Likelihood of being cured, discharged higher for patients without versus with digestive symptoms
THURSDAY, March 19, 2020 (HealthDay News) — Patients with coronavirus 2019 (COVID-19) frequently have digestive symptoms, and those with digestive symptoms have a worse clinical outcome, according to a study published online March 17 in the American Journal of Gastroenterology.
Lei Pan, M.D., Ph.D., from Binzhou Medical University Hospital in China, and colleagues enrolled confirmed patients with COVID-19 who presented to three hospitals from Jan. 18 to Feb. 28, 2020, to examine the prevalence and outcomes for patients with digestive symptoms. Data were included for 204 patients with COVID-19 and full laboratory, imaging, and historical data.

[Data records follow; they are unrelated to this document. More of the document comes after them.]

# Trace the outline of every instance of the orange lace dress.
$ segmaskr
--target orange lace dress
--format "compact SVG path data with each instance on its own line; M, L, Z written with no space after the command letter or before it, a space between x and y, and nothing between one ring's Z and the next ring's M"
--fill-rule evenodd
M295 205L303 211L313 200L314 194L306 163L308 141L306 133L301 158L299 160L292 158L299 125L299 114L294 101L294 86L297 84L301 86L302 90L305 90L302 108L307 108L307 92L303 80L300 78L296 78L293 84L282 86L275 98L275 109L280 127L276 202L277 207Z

The researchers found that 48.5 percent of patients presented to the hospital with digestive symptoms as their main complaint. The time from onset to admission was significantly longer for patients with digestive symptoms versus those without digestive symptoms (9.0 versus 7.3 days). A variety of manifestations were reported by patients with digestive symptoms, including anorexia, diarrhea, vomiting, and abdominal pain (83.8, 29.3, 0.8, and 0.4 percent of cases, respectively). In seven cases, there were no respiratory symptoms, but there were digestive symptoms. Digestive symptoms became more pronounced as the severity of the disease increased. The likelihood of being cured and discharged was higher for patients without versus with digestive symptoms (60 versus 34.3 percent). No significant liver injury was observed.
“This knowledge may help with earlier identification of COVID-19, faster time to treatment, earlier quarantine, and lower exposure to bystanders,” the authors write.